Hostage (2005)

Rating: C

Dir: Florent Emilio Siri
Star: Bruce Willis, Ben Foster, Jonathan Tucker, Kevin Pollak

There’s a point here where I found myself irrevocably distracted by coming with a list of ways the bad guys could have achieved their objectives in much simpler fashion. I mean, rather than kidnapping the wife and daughter of local police chief Talley (Willis), in order to get him to interfere in a siege taking place at a house where their accountant has a DVD of potentially compromising files, “waiting to see what happens” might be a more logical, and certainly less expensive or troublesome start, no? That may seem a small criticism, but it basically drilled the heart out of the film for me, since such contrivance made suspending my disbelief finally impossible. And it was already strained at the seams, with Talley a former – hey! – hostage negotiator, who retired to a sleepy suburb after a previous siege went horribly wrong. What are the odds against that?

I did like the idea of Talley struggling to deal with two hostage crises simultaneously, and Siri brings a European panache to proceedings – love those opening credits [Siri also directed The Nest, which is the best action film you’ve never seen]. There’s also a nice sense of everything being out of control: Talley, and certainly not the siege-takers inside, who are as much victims of their own incompetence as anything.

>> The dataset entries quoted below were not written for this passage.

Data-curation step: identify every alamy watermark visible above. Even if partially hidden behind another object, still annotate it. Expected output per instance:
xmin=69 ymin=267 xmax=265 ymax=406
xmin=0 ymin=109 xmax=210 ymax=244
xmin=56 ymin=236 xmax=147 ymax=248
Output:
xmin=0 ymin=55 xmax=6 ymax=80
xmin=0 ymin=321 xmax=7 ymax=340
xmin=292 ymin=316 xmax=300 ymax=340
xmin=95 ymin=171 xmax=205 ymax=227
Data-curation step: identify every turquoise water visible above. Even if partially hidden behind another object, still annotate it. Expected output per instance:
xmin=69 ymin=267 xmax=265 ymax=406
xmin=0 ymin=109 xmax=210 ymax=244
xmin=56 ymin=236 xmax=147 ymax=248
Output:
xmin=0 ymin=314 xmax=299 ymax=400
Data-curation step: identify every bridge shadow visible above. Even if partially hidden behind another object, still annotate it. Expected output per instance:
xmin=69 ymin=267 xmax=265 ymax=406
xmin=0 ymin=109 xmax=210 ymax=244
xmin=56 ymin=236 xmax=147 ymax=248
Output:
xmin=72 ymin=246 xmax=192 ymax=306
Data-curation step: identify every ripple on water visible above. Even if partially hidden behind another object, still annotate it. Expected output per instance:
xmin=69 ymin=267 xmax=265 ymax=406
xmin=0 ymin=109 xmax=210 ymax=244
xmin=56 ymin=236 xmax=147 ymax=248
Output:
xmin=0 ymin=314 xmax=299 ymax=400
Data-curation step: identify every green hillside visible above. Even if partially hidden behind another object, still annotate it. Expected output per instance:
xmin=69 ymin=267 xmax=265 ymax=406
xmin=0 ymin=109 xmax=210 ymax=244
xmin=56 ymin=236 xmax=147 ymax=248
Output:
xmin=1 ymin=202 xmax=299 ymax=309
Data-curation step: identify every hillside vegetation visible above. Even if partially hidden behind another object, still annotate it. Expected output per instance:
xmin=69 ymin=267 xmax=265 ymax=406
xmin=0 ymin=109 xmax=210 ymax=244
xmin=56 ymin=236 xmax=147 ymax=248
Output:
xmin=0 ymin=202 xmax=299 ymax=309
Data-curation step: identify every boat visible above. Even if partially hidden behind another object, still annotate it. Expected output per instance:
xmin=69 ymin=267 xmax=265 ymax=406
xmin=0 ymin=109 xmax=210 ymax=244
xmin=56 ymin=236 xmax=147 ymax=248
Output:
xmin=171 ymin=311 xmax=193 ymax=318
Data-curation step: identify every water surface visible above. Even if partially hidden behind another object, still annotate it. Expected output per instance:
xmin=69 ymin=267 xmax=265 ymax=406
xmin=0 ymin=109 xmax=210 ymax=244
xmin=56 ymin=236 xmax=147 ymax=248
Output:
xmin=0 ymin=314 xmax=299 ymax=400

Well, except for Mars (Foster), who is creepily psychopathic and, it’s readily apparent, is capable of random acts of cruelty at a second’s notice. Pollak’s role is limited, since he’s largely unconscious, though stages a miraculous recovery whenever he is needed by the plot. That kind of convenient script-writing irritated me, probably more than it should, but the concepts central to the story here just never quite seemed as well thought-out as they needed to be.